While speculation hums along on the membership on the Constitution Revision Commission, there’s been not much buzz on who will be its executive director.
But there’s been quite a bit of interest in the Capitol, at least on the south side of the Plaza level, to put it back in the hands of an old pro: Billy Buzzett, who had the job back in 1997-98.
Don’t ask why. Ask: Why not?
Most importantly, Gov. Rick Scott likes the guy.
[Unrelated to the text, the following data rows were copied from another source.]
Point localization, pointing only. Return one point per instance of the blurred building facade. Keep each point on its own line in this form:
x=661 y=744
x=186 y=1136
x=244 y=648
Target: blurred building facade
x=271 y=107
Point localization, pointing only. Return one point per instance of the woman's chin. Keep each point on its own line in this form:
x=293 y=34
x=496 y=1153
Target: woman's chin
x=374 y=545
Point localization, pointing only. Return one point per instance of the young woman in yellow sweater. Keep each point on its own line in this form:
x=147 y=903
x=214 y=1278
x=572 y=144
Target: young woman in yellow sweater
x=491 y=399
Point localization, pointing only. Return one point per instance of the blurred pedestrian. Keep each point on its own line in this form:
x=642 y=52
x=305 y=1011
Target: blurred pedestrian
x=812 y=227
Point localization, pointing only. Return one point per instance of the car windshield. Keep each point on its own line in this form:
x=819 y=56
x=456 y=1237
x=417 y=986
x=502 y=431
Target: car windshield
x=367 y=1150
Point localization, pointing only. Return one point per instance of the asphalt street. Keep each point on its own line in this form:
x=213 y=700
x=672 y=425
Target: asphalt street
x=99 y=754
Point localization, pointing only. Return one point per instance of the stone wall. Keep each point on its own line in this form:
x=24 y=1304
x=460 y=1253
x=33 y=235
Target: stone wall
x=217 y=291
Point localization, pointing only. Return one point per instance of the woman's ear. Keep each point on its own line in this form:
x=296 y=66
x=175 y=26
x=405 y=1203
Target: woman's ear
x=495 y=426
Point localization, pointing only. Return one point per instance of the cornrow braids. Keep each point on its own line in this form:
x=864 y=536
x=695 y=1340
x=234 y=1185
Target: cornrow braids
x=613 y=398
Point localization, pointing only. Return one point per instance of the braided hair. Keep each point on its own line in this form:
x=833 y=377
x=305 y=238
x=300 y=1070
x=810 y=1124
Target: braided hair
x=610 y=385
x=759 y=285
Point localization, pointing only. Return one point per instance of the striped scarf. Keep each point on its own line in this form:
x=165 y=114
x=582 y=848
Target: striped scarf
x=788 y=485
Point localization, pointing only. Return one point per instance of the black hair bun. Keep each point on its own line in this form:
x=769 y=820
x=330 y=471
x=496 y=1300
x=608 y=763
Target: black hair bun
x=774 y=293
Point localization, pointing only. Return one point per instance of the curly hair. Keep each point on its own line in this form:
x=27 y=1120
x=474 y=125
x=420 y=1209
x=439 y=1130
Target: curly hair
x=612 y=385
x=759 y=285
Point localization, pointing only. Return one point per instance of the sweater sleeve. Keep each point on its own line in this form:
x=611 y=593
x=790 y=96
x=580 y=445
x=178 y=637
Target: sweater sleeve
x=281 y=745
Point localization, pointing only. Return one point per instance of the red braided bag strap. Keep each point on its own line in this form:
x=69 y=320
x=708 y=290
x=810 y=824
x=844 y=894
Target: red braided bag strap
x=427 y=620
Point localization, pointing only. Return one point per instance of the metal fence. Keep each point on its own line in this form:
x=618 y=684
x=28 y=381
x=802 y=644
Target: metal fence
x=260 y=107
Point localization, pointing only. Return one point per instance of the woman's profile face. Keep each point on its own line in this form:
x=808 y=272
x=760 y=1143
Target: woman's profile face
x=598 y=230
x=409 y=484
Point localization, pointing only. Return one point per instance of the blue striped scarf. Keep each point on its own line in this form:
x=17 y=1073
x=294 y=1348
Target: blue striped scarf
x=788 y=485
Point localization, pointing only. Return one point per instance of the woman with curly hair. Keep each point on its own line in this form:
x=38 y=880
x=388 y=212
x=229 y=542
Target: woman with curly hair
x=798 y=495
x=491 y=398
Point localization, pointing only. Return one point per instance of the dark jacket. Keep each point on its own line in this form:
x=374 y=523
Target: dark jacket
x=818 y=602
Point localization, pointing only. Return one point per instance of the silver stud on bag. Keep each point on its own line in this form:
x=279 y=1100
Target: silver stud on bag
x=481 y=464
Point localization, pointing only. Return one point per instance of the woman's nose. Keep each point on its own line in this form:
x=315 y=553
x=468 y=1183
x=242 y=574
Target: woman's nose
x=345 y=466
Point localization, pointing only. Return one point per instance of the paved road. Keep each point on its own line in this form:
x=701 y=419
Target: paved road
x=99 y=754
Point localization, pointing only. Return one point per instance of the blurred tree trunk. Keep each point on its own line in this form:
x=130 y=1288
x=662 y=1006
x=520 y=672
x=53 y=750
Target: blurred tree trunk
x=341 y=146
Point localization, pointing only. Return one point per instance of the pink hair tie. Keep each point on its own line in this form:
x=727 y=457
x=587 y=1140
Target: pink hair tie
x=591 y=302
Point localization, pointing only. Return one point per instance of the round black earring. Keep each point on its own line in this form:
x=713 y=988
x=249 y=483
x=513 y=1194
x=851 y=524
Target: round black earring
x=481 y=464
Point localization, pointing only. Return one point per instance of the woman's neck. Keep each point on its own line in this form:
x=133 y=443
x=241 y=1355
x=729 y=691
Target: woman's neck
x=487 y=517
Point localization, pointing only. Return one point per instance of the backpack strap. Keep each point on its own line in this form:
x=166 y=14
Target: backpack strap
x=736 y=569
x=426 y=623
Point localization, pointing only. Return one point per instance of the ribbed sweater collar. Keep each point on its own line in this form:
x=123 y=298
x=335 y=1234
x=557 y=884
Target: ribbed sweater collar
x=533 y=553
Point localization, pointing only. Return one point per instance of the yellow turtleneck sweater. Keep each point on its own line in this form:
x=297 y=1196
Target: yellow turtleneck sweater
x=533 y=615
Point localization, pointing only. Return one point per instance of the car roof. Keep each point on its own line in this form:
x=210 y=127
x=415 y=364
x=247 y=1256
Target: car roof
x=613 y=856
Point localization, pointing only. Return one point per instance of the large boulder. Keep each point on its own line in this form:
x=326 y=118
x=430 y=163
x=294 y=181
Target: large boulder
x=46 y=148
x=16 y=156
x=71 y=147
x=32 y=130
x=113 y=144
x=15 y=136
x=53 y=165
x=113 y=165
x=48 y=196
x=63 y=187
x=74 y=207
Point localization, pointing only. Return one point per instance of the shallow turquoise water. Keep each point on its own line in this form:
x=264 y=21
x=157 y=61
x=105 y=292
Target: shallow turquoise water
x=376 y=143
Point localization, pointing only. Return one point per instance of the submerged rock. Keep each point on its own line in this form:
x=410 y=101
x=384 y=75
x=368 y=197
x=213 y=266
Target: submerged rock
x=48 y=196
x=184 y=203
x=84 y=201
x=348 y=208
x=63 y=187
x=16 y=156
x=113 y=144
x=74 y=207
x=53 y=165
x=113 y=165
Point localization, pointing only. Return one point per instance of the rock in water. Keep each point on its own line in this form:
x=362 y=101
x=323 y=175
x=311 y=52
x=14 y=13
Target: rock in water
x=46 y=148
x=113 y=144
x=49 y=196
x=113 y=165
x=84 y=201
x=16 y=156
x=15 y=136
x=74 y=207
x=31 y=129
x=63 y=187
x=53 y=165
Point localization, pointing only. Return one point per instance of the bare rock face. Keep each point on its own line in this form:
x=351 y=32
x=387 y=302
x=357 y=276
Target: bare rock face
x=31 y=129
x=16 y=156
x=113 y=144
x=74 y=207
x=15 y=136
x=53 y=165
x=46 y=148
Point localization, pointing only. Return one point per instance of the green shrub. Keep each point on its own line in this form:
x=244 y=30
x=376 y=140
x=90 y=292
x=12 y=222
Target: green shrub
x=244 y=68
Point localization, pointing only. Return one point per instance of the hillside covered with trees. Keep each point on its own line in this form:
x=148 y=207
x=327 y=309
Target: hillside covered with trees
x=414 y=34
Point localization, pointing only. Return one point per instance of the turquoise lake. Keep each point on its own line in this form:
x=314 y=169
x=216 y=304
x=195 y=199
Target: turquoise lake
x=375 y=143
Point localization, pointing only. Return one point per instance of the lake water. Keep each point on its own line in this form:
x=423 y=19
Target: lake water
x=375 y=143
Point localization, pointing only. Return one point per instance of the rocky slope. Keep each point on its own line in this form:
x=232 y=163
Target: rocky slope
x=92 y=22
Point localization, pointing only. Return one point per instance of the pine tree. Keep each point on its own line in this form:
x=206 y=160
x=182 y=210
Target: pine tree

He tapped the now 58-year-old lawyer – a fifth-generation Floridian – back in 2011 to head the Department of Community Affairs, the state’s growth management agency, just before it was made defunct.
“Billy is focused on helping me make government smaller, less intrusive and consistent with efforts to increase investments in Florida and spur job creation,” Scott said in a press release upon his appointment.
High praise from this governor.
Buzzett graduated from Tulane University with a bachelor’s degree in civil engineering and practiced for several years before getting his law degree from Florida State University, his bio says.
His other bona fides include being assistant general counsel to then-Gov. Bob Martinez, staff attorney to the House Judiciary Committee, an administrative law judge, and vice president of the St. Joe Co. He’s an FSU trustee, and liked and respected on both sides of the aisle.
“He’s a smooth operator, say both friends and enemies, totally unflappable,” the Tampa Bay Times wrote of him in 2011, quoting Manley Fuller of the Florida Wildlife Federation that Buzzett “could sell snow to the Eskimos.”
The commission’s E.D. job is part-dealmaker, part-peacemaker and full time on managing personalities and keeping the trains running on time.
All the more reason why Buzzett is – again – the right man for the job. And judging from the Capitol cognoscenti, it’s practically his to take or turn down.